Here we put down one of the two pipe clamps we will use to pull the pieces together. You can see a piece of wood across the center that we screw down to keep the fin pieces from bowing outward.
Fin with all the clamps.
A detail of the wedges we use to push the checkered pieces together.
The fin after the clamps are removed and we have rough cut it with a bandsaw. We will send it through the planer to bring it to final thickness around 3/8. This will also remove all the extra gorilla glue. I will get some more pictures of Austin foiling the fin and then glassing it later. Hope you enjoy it so far.
Troy
Forgot to add that this fin is made with Ebony, Bass, and Walnut.
awesome and right one time. last week my new boss ask me to make one of those.
thanks
uzzi
Another epic thread – bookmarked and many thanks, TSaunders!
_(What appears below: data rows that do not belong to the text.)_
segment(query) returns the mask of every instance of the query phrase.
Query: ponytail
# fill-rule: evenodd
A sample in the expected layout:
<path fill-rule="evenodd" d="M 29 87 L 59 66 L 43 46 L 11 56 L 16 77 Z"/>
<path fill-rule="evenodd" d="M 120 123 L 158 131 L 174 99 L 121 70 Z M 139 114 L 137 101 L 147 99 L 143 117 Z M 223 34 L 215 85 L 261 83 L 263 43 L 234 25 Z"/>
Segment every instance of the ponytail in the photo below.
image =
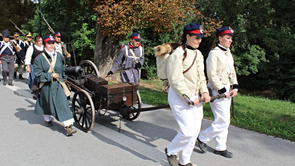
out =
<path fill-rule="evenodd" d="M 183 57 L 182 59 L 182 61 L 184 61 L 184 59 L 185 59 L 185 58 L 187 57 L 187 45 L 186 45 L 185 44 L 187 42 L 187 34 L 188 34 L 190 35 L 190 36 L 191 36 L 193 35 L 195 35 L 193 34 L 191 34 L 190 33 L 184 33 L 184 34 L 182 34 L 182 35 L 181 35 L 181 46 L 182 47 L 182 48 L 183 49 L 183 50 L 184 50 L 184 53 L 183 53 Z"/>

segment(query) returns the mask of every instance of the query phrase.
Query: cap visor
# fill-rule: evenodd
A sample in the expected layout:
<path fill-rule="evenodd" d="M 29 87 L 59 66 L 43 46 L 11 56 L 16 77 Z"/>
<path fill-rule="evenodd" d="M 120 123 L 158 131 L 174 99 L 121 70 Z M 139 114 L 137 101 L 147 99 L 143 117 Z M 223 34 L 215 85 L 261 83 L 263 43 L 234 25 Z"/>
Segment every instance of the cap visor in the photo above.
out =
<path fill-rule="evenodd" d="M 196 35 L 198 37 L 200 38 L 204 38 L 204 35 L 203 34 L 194 34 Z"/>

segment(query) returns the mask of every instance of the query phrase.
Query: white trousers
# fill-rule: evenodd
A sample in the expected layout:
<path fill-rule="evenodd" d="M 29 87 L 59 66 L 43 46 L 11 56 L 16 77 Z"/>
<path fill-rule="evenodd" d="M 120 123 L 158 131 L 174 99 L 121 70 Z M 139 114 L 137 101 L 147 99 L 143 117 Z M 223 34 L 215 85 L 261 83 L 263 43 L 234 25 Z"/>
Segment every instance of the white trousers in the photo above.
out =
<path fill-rule="evenodd" d="M 199 98 L 199 96 L 198 96 Z M 195 106 L 190 105 L 171 86 L 169 88 L 168 101 L 180 131 L 167 146 L 168 155 L 177 155 L 179 152 L 178 162 L 182 165 L 191 162 L 191 156 L 203 118 L 202 103 Z"/>
<path fill-rule="evenodd" d="M 27 72 L 26 69 L 28 68 L 28 67 L 26 66 L 26 78 L 27 79 L 29 79 L 29 75 L 30 74 L 30 73 Z"/>
<path fill-rule="evenodd" d="M 230 84 L 229 83 L 224 85 L 226 91 L 229 92 Z M 210 82 L 208 86 L 210 87 Z M 213 96 L 219 94 L 215 89 L 212 90 Z M 226 144 L 228 133 L 228 127 L 230 122 L 230 99 L 225 98 L 216 99 L 213 103 L 209 103 L 211 109 L 214 115 L 214 121 L 211 125 L 206 130 L 201 132 L 199 135 L 199 139 L 203 142 L 207 143 L 215 138 L 216 150 L 223 151 L 226 149 Z"/>
<path fill-rule="evenodd" d="M 14 72 L 18 71 L 18 73 L 22 75 L 24 70 L 24 65 L 21 62 L 20 64 L 14 64 Z"/>
<path fill-rule="evenodd" d="M 44 119 L 46 121 L 49 122 L 51 120 L 51 115 L 43 115 L 43 116 L 44 117 Z M 62 122 L 64 123 L 64 126 L 65 127 L 67 127 L 68 126 L 69 126 L 70 125 L 73 124 L 73 123 L 74 122 L 74 119 L 72 118 L 65 121 L 64 121 Z"/>

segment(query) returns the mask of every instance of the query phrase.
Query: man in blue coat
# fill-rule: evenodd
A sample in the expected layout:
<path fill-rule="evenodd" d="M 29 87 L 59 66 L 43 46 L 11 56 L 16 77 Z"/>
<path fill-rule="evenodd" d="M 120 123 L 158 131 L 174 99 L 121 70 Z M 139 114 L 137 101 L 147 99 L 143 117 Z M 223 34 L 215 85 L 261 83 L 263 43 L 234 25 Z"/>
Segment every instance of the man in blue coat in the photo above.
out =
<path fill-rule="evenodd" d="M 122 72 L 123 82 L 139 83 L 139 69 L 144 65 L 144 49 L 140 44 L 141 39 L 141 37 L 138 33 L 132 33 L 130 37 L 130 42 L 121 49 L 119 55 L 108 73 L 108 76 L 111 76 L 122 64 L 122 70 L 134 68 Z"/>

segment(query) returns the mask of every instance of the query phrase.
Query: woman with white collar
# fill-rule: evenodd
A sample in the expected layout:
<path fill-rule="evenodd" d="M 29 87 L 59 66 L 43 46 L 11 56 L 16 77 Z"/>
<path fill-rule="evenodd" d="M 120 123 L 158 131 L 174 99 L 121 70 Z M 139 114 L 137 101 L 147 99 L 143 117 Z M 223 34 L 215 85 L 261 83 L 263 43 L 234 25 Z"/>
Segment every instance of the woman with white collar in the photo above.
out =
<path fill-rule="evenodd" d="M 44 47 L 42 45 L 42 38 L 40 36 L 37 36 L 34 38 L 36 44 L 28 48 L 26 54 L 25 65 L 26 66 L 26 71 L 30 73 L 29 76 L 28 85 L 30 89 L 33 90 L 33 85 L 37 85 L 37 83 L 35 76 L 34 75 L 34 61 L 35 58 L 40 53 L 44 52 Z M 35 84 L 34 81 L 35 81 Z M 33 98 L 36 100 L 35 95 L 33 94 Z"/>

Looking forward to the foiling shots.
very timely ,
thanks for this TSaunders !
[as i was just talking to josh about D fins yesterday … ]
cheers
ben
this is an excellent thread - sometimes I think we need a “how to” section of Swaylocks just to put these gems all in one place.
More?
Totally aggree! Threads like this deserve special attention so we don’t lose them in the noise.
Your sig says “moderator”, perhaps you can make it happen???
Keith,
Agreed as well. A how-to section would be awesome, I’m working on something now that once I have wired I’ll how-to it…
Any chance that how-to threads could have larger pics added to them, for detail? Or another file format, like .pdf?
JSS
Foiling Clamp and start of the foiling. I don’t have a picture of the after but we foil it using a 7" grinder with a 36 grit disc and follow that with a sander with a hard pad and 100 grit. Final sanding is with 220 grit. We leave a flat 1/16th inch around the fin for the bead of resin.
After foiling we coat the edge with super styrened lam resin three times to prevent crystalization during the beading process. I thought I also would show you the matching tail block for the D-fin.
This shot is hard to see but you can tell how we are starting to build up the bead. We have found that this makes the bead clearer by building it up a little before you glass it with just lamination resin. Next we resand the whole piece all the way back down to the wood with just leaving the resin bead. If you skip this part the resin you basted on the wood would be darker when you go to glass it.
This is a shot after we have finished foiling the bead and then clear coating the whole fin with lamination resin to stop crystalization. We coat the fin with three layers of super styrened lamination resin. It is now ready to lay the glass layers. I haven’t taken those photos yet.